The writer on the Yahoo! front page is not too swift when it comes to abbreviations. For some reason, the abbreviation for miles per hour gets capital letters:
According to the American Heritage Dictionary (which is available on Yahoo!), MPH stands for Master of Public Health.


July 4, 2012 at 2:40 pm
What rule says that? It’s a style convention. It’s perfectly permissible to capitalize MPH if that is the style convention you have chosen and you stay consistent. AP Stylebook is not the authority for all, but a set of guidelines that AP has chosen to follow.
July 4, 2012 at 4:54 pm
Kate, that might well be a style convention and anyone who’s followed Terribly Write for a week or more knows that Yahoo has no “house” style. On the same day that MPH appeared on yahoo.com, mph also appeared on the same page.
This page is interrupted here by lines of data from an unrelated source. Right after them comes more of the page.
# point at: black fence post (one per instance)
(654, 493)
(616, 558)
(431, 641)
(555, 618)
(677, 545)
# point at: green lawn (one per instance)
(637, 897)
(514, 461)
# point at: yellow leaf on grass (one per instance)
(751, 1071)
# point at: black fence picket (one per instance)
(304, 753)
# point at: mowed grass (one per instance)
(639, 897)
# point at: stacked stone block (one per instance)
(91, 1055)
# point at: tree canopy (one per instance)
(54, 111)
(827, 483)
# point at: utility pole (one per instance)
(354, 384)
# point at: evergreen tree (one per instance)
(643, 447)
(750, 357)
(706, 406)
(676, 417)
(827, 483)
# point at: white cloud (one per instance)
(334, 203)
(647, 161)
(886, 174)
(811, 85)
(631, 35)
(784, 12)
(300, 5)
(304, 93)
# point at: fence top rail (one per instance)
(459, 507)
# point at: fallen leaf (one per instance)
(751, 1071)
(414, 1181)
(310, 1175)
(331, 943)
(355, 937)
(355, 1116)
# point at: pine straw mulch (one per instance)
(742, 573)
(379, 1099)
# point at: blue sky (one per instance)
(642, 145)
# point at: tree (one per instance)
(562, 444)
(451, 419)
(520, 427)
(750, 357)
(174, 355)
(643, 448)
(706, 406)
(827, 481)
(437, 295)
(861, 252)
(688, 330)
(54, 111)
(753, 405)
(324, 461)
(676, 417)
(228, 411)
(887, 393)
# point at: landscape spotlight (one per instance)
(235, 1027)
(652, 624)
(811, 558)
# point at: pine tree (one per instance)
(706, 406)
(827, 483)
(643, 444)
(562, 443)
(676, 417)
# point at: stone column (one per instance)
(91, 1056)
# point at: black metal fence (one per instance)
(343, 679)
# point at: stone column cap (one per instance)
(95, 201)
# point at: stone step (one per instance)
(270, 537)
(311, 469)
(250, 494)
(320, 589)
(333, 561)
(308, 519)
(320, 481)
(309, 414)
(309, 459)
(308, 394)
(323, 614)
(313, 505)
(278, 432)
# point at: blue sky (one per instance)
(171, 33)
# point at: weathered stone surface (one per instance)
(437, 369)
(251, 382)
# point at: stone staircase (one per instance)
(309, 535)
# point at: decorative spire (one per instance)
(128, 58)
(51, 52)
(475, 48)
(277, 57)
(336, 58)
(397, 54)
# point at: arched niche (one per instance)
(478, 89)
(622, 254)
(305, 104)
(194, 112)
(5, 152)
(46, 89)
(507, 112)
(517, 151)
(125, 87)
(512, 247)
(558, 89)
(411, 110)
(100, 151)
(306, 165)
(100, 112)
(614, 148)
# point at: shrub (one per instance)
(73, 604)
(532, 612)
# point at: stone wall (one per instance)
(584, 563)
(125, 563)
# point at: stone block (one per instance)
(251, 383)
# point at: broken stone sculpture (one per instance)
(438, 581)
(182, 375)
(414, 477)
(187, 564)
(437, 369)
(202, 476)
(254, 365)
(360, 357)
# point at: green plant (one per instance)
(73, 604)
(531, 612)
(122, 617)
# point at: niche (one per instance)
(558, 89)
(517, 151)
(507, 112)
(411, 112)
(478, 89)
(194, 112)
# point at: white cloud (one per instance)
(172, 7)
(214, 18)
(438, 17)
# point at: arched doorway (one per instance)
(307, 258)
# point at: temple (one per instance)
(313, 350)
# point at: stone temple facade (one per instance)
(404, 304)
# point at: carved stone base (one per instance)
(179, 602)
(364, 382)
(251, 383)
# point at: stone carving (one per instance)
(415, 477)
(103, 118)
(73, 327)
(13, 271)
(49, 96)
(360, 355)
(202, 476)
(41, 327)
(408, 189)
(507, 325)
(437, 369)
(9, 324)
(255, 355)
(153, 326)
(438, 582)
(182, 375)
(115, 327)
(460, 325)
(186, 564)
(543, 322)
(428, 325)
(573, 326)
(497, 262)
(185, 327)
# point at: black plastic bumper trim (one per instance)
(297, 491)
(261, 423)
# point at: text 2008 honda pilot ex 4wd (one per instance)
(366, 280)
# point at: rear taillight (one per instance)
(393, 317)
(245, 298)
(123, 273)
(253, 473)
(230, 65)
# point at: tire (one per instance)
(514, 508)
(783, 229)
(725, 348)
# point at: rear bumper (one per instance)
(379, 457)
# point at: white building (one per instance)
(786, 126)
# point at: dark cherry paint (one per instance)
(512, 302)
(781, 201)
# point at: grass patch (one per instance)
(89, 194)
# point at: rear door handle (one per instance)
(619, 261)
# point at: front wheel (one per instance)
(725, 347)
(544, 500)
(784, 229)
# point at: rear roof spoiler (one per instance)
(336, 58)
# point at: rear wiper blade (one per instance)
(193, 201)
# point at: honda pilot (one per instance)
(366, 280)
I consulted the American Heritage Dictionary (which is a part of the yahoo.com network and therefore ought to be available to all Yahoo! staff), the AP Stylebook (which seems reasonable since Yahoo! gets so much of its material from AP, you’d think it would want to be consistent with AP) as well as the Random House Dictionary, Collins English Dictionary, Merriam-Webster, and Wikipedia, Only Wikipedia listed the alternative of MPH.
July 4, 2012 at 5:48 pm
OK, as long as we agree it’s a question of inconsistent style, not strictly a rule being broken. You didn’t say Yahoo had contradicted itself elsewhere on the same page.
As the Kansas City Star’s copy editors say: “The important thing to remember is that many aspects of written language are determined by style, not grammar — and just because something diverges from a particular style does not mean it’s wrong.”